B & B moved to Keewatin from Winnipeg a few years back and opened up a General Store. Their move defied practical logic, since at the time Keewatin was already losing its purpose to Kenora, while the mills around Kenora were closing, so the entire area was, and still is, searching for new forms of survival.
Yet this is where they want to live and it’s easy to understand why. Lake of the Woods is a jewel of deep blue waters on the edge of the Canadian Shield, full of thousands of islands and surrounded by boreal forest. But as one of the Bs tells me, E-Bay, Walmart and their like have killed retail as we used to know it, and there’s no money in gas when you’re off the highway. And it’s mostly a retired community that’s moving here and they don’t buy locally. But the other B has more work than he can handle building custom kitchens for cottagers. So the general store’s going to reduce in size; the workshop in back will expand.

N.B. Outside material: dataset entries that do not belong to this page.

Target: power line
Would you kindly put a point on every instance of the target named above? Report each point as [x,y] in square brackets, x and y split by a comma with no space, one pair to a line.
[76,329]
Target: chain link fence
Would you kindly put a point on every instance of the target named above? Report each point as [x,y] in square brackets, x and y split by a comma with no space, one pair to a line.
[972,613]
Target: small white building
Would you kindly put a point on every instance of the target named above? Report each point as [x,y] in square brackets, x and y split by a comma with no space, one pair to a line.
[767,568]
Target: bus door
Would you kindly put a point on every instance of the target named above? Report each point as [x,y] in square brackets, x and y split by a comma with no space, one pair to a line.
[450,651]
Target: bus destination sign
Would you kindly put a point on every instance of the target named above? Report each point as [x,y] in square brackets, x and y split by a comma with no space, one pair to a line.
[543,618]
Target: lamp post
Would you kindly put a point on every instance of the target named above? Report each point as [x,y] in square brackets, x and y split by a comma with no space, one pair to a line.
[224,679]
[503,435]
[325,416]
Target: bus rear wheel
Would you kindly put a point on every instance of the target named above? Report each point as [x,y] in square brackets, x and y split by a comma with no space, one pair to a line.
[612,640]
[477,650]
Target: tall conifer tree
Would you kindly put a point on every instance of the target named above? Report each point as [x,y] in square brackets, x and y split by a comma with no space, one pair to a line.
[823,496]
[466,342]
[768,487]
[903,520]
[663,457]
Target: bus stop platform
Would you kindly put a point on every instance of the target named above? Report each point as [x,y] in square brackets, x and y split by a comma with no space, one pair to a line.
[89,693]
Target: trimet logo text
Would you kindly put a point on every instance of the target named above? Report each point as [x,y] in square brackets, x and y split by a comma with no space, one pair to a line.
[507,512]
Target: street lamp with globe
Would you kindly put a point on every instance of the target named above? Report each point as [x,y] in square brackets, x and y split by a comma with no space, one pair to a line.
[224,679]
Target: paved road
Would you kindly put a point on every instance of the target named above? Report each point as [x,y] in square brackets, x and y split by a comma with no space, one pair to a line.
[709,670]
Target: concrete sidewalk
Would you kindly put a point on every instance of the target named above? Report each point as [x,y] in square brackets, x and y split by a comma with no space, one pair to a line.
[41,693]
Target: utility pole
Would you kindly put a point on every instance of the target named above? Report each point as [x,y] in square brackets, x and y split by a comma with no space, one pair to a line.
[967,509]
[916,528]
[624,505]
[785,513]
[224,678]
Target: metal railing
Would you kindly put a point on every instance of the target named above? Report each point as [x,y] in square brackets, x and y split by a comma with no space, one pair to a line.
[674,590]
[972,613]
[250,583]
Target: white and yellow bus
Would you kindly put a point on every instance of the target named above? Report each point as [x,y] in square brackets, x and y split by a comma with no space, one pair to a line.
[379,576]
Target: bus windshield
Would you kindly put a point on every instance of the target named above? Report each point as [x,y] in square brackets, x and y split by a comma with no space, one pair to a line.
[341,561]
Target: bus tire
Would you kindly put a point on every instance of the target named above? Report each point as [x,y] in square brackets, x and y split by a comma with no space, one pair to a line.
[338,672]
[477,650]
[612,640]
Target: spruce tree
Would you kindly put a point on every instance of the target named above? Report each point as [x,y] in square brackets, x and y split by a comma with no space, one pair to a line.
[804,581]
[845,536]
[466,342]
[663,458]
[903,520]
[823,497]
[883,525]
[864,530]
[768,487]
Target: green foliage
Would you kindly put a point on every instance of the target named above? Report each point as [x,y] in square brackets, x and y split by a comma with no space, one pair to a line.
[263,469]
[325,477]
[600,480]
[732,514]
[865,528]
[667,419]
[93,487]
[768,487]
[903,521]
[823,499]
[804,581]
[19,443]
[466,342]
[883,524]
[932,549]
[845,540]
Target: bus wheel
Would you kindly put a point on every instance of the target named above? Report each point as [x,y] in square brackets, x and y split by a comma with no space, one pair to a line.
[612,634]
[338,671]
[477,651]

It’s all disconcerting and yet hopeful. I’m happy B & B are able to adapt and make a living here, but the loss of local industry, retail and small businesses is troublesome. The changes that have stripped a town of its independence and left it to find a new one satisfying the whims of increasingly well-off vacationing cottagers, feels unsettling.
But searching for signs of hope and intelligent life in a supply chain that’s ruled by the price of commodities, market share and growth, and consumers who proudly believe that every dollar saved is a personal victory — is a frustrating, maddening and challenging quest.
A few days back, standing in a bookstore, I watched a woman pick up best sellers, comparing aloud, the prices to those at Costco. This isn’t Costco, I said. I know, she replied defensively, as if the only issue at hand was the sign above the door, not the fact that she admitted to me that she comes here to talk to the knowledgeable staff, and then goes online or to Costco to make her purchases.
Fighting for what we love
Piles of sandbags several feet high line the riverbanks protecting properties from threat of flooding. Meanwhile along Broadway and adjacent streets, trees are wrapped with foil bands to protect them from threat of aphids, cankerworms, and caterpillars. It’s a battleground here, but one that’s being hard fought.
Winnipeg may be situated in dry prairie but it’s a city of trees. Close to eight million deep-rooted leafy flora shade the streets of this prairie metropolis. Oak, Elm, Ash and Maple Streets were all named not for the city’s forebears, but for the trees they planted along the boulevards and sidewalks.
The threat to the city’s trees won’t recede with the same swiftness as did the 2011 threat of flooding along the river banks, but here’s to every Winnipegger who’s working to save the majestic canopy. Here’s to Trees Winnipeg, a non-profit citizen’s group working to protect and preserve the health of Winnipeg’s urban forest.
And thanks to all family and friends who came out to one of the very finest bookstore in Canada: McNally Robinson Booksellers. And thanks John Towes, Events Coordinator, for all you do and for the eloquent introduction which included the following:
Anne has a way of teasing human failings into the light and exposing them gracefully, yet mercilessly, in a dark and affectionate manner. One character reflects in the title story that “leaving everything open to possibilities can lead to terrible fun and tragedy” and I can’t imagine a more apt description of this collection.